Bly’s entry into journalism was itself an act of defiance. In 1885, the Pittsburgh Dispatch published a misogynistic column entitled “What Girls Are Good For,” which argued that women belonged strictly in the domestic sphere. Outraged, Cochran wrote a fiery rebuttal under the pseudonym “Lonely Orphan Girl.” The editor was so impressed by the force and clarity of her argument that he offered her a job. At a time when most female journalists were confined to writing about fashion or society, Bly quickly distinguished herself by tackling labour conditions, poverty, and the exploitation of women workers. Her early reporting already displayed the traits that would define her career: empathy for the powerless, impatience with hypocrisy, and a willingness to immerse herself directly in the story.

Her most famous and consequential work began in 1887 after she moved to New York and joined Joseph Pulitzer’s New York World. There, Bly proposed an audacious idea: she would feign insanity in order to be committed to the Women’s Lunatic Asylum on Blackwell’s Island (now Roosevelt Island), allowing her to expose conditions inside from firsthand experience. After practising deranged behaviour in a boarding house, she was declared insane by doctors and sent to the asylum. For ten days, Bly endured freezing baths, spoiled food, physical abuse, and neglect, all while observing how sane women could easily be institutionalised with little hope of release.

Her resulting exposé, published as Ten Days in a Mad-House, was a sensation. More importantly, it led to tangible reform. A grand jury investigation followed, funding for mental health care was increased, and public awareness of institutional abuse was dramatically raised. Bly had effectively pioneered what would later be called “stunt journalism” or immersive investigative reporting, demonstrating that exposing injustice sometimes required personal risk.

Bly’s appetite for adventure was not limited to social reform. In 1889 she embarked on the exploit that made her a global celebrity: an attempt to travel around the world faster than the fictional Phileas Fogg in Jules Verne’s Around the World in Eighty Days. Armed with little more than a single bag and her determination, Bly departed New York and raced across Europe, the Middle East, Asia, and the Pacific. She even met Jules Verne himself in France. After 72 days, 6 hours, and 11 minutes, she returned home, smashing the fictional record and captivating readers across America. The journey cemented her reputation not just as a journalist, but as a symbol of modern womanhood—independent, resilient, and unafraid of the wider world.

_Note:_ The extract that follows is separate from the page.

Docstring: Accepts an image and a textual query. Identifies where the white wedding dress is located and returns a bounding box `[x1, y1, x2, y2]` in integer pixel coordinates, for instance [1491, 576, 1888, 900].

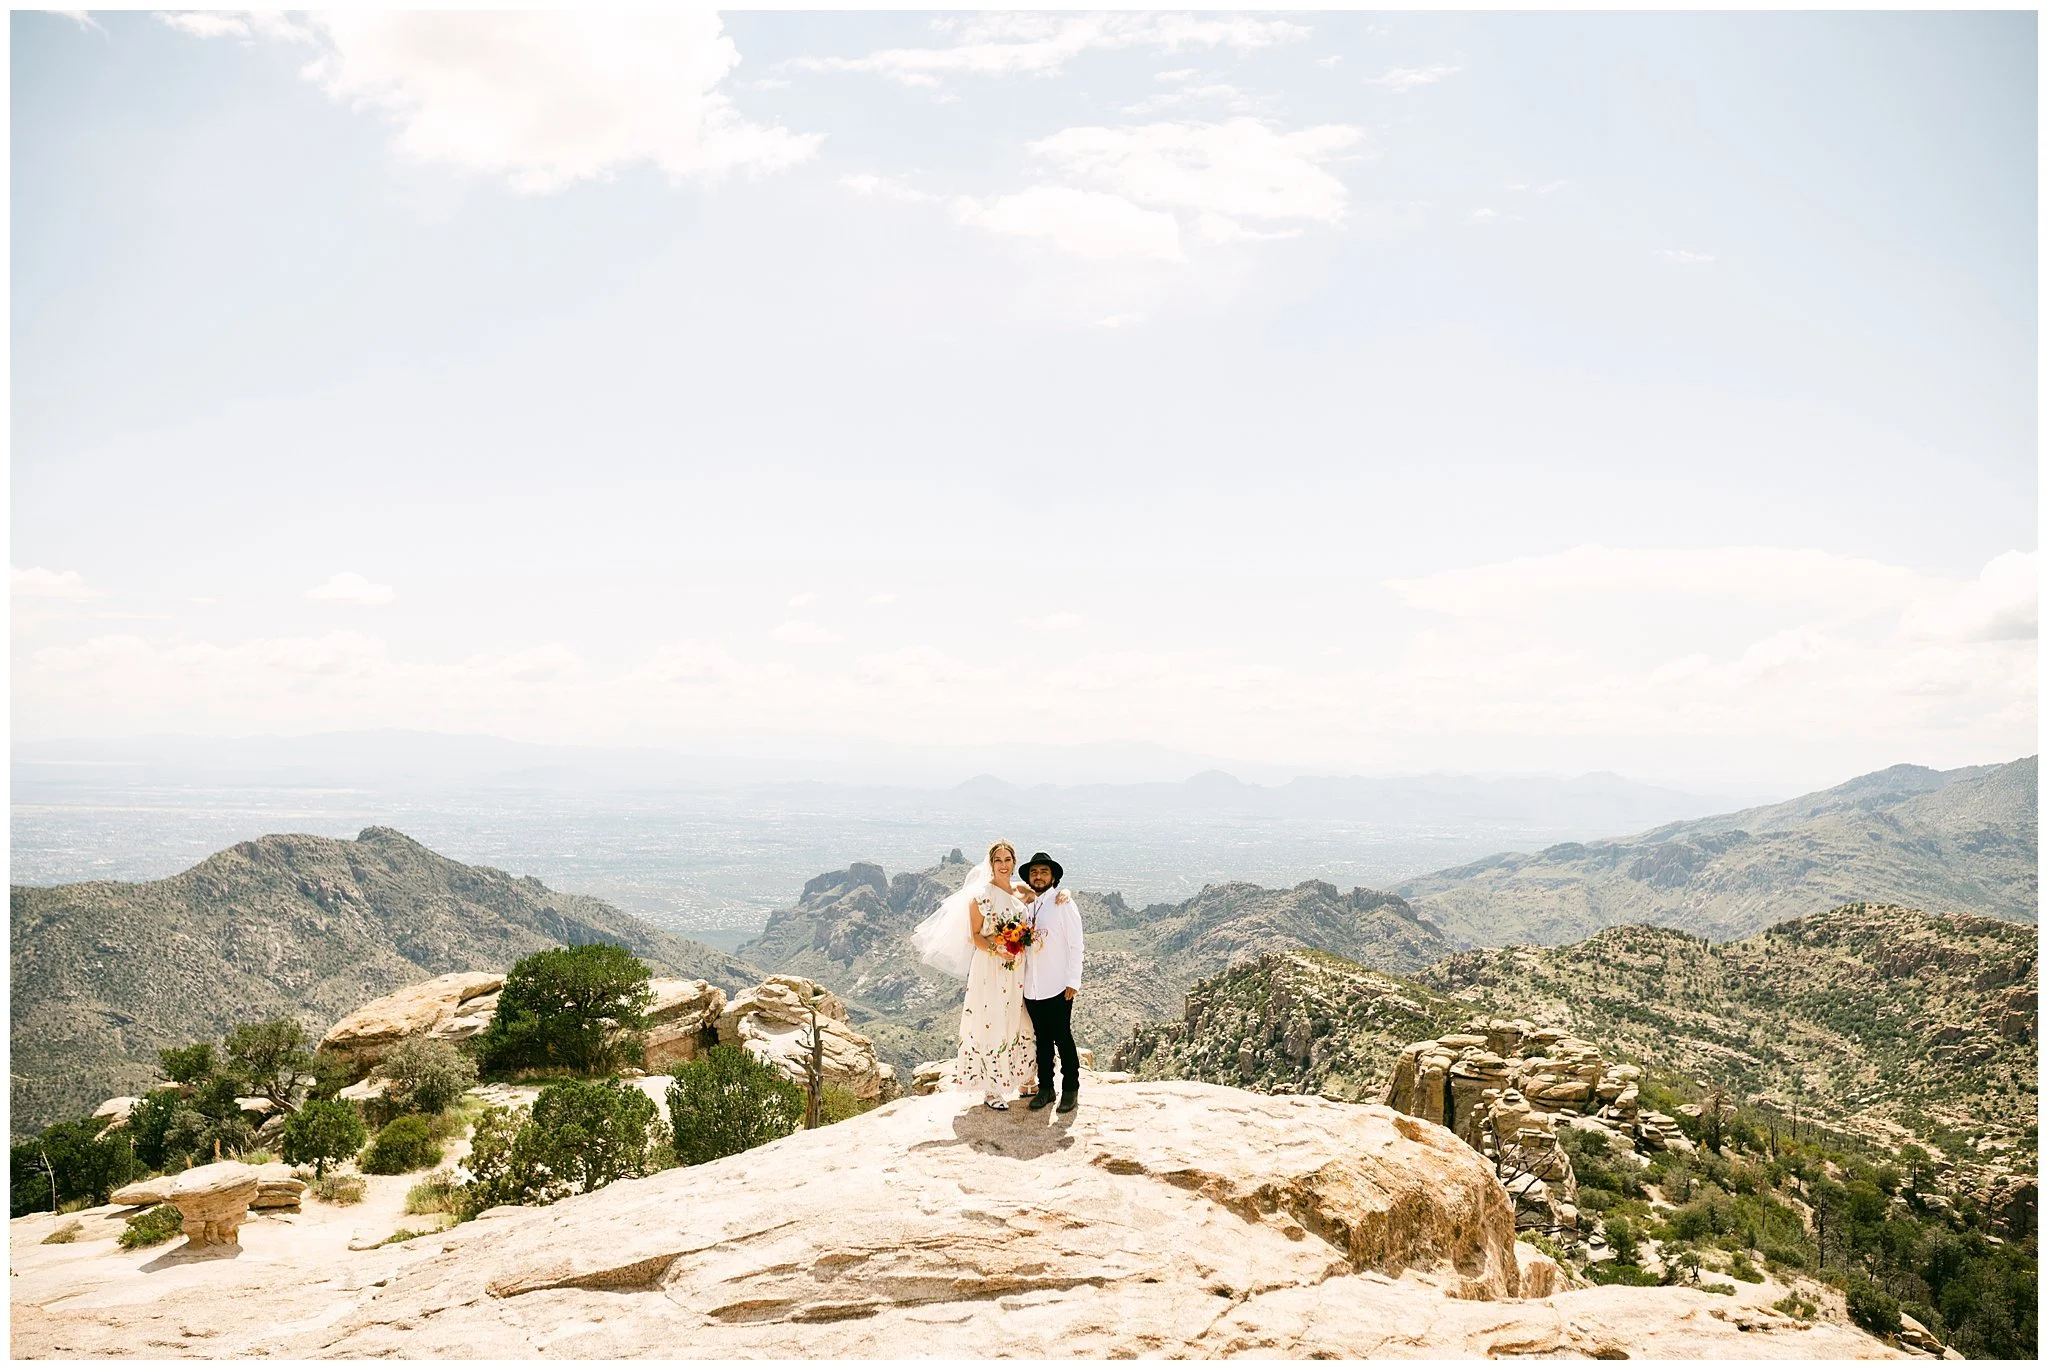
[910, 866, 1037, 1102]
[954, 882, 1037, 1100]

Despite her fame, Bly’s career was not a smooth ascent. She left journalism for a time after marrying industrialist Robert Seaman in 1895, helping to manage his manufacturing businesses. Widowed in 1904 and left with financial difficulties, she eventually returned to reporting, covering everything from political corruption to the First World War. During the war she became one of the first female journalists to report from the Eastern Front, further underscoring her fearlessness and adaptability.

Nellie Bly died in 1922 at the age of 57, but her legacy has only grown. She helped transform journalism from passive observation into active investigation, proving that reporters could be agents of change rather than mere chroniclers of events. Equally important, she shattered contemporary assumptions about women’s intellectual and physical limits. At a time when women were often denied public authority, Bly forced society to reckon with uncomfortable truths by placing herself directly in harm’s way.

Today, Nellie Bly is remembered not just as a journalist or an adventurer, but as a pioneer of modern investigative reporting and a trailblazer for women in the profession. Her life stands as a testament to the power of curiosity, moral courage, and the refusal to accept injustice as inevitable.